We talked about when I took the test (at three weeks, three days) and got a positive. His face looked kind of surprised, and he said …

“Wow, it might be twins!”

Holyshityouguys!

Of course, I am all putting-the-cart-before-the-horse and EEEK-wouldn’t-twins-be-cool!?!? Darling Husband is, predictably, trying not to think about the idea. He keeps joking he would need a third job, but … that may not be a joke.
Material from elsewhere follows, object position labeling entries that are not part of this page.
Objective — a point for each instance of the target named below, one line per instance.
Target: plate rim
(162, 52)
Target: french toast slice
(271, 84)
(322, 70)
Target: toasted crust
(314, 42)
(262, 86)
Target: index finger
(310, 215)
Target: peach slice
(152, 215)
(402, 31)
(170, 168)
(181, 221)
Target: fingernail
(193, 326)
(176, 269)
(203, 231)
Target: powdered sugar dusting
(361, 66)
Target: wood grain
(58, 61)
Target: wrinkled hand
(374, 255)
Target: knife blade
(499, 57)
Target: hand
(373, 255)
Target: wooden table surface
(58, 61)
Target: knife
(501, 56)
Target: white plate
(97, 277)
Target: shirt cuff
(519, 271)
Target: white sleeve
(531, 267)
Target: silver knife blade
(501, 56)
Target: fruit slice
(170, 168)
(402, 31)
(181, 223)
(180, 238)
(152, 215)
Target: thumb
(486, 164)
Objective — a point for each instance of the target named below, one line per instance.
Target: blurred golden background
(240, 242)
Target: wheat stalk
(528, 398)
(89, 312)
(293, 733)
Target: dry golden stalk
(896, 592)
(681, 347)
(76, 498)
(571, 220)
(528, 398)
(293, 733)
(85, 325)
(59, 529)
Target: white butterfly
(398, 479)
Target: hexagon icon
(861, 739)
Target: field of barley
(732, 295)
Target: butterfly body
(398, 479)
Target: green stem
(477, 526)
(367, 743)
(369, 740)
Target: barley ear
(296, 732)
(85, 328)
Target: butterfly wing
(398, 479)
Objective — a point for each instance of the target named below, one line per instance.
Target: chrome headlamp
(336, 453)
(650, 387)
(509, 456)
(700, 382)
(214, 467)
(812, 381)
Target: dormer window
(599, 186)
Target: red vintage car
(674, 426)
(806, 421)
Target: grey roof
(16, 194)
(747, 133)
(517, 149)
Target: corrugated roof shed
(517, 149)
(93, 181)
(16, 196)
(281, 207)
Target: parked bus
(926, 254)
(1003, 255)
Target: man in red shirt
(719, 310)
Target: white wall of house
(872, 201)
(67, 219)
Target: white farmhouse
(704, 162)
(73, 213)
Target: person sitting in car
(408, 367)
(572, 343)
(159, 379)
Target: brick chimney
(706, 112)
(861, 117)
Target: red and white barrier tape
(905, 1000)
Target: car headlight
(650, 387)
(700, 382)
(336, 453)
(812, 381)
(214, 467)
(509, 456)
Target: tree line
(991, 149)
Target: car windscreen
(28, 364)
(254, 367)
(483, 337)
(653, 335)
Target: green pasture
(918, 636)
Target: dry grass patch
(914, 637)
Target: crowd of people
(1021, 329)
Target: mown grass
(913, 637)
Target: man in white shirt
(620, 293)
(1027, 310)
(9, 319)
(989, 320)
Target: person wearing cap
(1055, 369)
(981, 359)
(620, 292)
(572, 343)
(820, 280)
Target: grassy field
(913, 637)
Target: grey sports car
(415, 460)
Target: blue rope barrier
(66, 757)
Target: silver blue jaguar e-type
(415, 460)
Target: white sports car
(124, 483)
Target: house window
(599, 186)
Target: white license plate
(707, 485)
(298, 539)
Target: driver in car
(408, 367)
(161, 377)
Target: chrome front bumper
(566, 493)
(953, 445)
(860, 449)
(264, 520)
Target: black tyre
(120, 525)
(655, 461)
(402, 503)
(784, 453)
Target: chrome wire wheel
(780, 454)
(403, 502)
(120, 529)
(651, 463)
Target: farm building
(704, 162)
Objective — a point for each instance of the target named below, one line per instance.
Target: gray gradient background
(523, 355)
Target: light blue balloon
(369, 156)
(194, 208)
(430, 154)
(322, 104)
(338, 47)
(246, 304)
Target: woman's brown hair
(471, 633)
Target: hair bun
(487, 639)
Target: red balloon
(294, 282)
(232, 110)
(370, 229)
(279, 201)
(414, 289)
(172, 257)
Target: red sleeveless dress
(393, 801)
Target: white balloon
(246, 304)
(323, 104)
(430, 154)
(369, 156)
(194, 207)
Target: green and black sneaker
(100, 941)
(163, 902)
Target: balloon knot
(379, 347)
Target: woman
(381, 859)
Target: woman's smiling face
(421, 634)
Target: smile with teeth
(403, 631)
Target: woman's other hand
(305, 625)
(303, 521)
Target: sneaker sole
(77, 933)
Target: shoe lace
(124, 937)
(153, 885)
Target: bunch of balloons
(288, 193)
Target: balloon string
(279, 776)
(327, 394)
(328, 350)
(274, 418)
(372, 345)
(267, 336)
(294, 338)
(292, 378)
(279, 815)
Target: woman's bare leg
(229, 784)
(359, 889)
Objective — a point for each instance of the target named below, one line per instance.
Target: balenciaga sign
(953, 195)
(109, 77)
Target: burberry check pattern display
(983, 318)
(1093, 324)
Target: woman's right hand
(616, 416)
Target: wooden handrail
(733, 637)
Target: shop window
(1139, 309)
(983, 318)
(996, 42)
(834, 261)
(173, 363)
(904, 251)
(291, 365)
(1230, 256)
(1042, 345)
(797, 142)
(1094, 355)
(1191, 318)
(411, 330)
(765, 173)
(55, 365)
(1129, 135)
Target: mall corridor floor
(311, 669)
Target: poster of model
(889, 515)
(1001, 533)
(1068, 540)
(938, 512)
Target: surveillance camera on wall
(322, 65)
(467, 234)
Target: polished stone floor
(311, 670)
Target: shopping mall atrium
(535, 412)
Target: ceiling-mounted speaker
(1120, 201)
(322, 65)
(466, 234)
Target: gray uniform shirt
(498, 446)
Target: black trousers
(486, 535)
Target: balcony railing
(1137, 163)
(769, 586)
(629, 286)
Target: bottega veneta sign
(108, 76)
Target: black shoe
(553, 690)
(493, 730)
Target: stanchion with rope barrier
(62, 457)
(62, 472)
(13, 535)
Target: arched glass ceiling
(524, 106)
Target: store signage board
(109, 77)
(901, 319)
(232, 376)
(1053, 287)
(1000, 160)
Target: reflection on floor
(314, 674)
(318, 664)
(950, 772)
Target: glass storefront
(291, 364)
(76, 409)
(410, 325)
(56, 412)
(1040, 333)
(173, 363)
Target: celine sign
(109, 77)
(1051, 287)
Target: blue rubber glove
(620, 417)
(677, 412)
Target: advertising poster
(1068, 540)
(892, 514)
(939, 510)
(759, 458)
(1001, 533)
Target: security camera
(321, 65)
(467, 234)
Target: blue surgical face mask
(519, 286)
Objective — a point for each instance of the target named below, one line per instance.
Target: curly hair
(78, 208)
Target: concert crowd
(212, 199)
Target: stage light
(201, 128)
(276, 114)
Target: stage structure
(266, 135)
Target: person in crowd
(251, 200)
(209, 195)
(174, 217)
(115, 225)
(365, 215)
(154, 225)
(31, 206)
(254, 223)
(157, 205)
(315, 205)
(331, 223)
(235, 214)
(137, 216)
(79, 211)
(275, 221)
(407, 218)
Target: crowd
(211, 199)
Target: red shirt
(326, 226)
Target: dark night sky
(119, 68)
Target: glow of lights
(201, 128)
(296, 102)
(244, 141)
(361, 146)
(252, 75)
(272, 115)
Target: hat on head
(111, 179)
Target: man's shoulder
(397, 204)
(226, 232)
I’m not sure when we’ll find anything out — like HOW MANY OF THEM ARE IN THERE and stuff — but it *could* be through the bloodwork results. Apparently if there is an elevated level of hCG in the blood, it can indicate twins — and then I’d get an early ultrasound, etc. But when I had my bloodwork done yesterday, the woman* didn’t even know if he’d checked off qualitative or something.

Exciting!!!

* Get this — it was the SAME blood-taker that asked “Are you keeping it?”**
** This time around, she said, “So I assume you’re keeping it?”***
*** *#$%@##!!! Of course I’m keeping it!

Weekly re-cap of pregnancy #2: Week 4

Week 4 
(Aug. 20 to Aug. 26) 

Symptoms: Nausea like WHOA. Otherwise I definitely wouldn’t have taken a pregnancy test at 3w3d.

Body changes: Bloaty

Cravings: None

Aversions: None

High point: Positive pregnancy test FTW!

Low point: Slight bit of freaking out (“OMG will I be able to handle this? Two under two? REALLY?”)

Paranoid moment of the week: Worrying that maybe this will be one of those pregnancies that is over before it really begins. Paranoia every time I pee. Will there be blood?

How does this week compare to Week 4 during pregnancy #1? I didn’t even know I was pregnant until the four-week mark, last time. Now I’m all advanced and early-knowing and crap. Who knows they are pregnant at THREE WEEKS? Me, apparently. Me and my planny-planning self.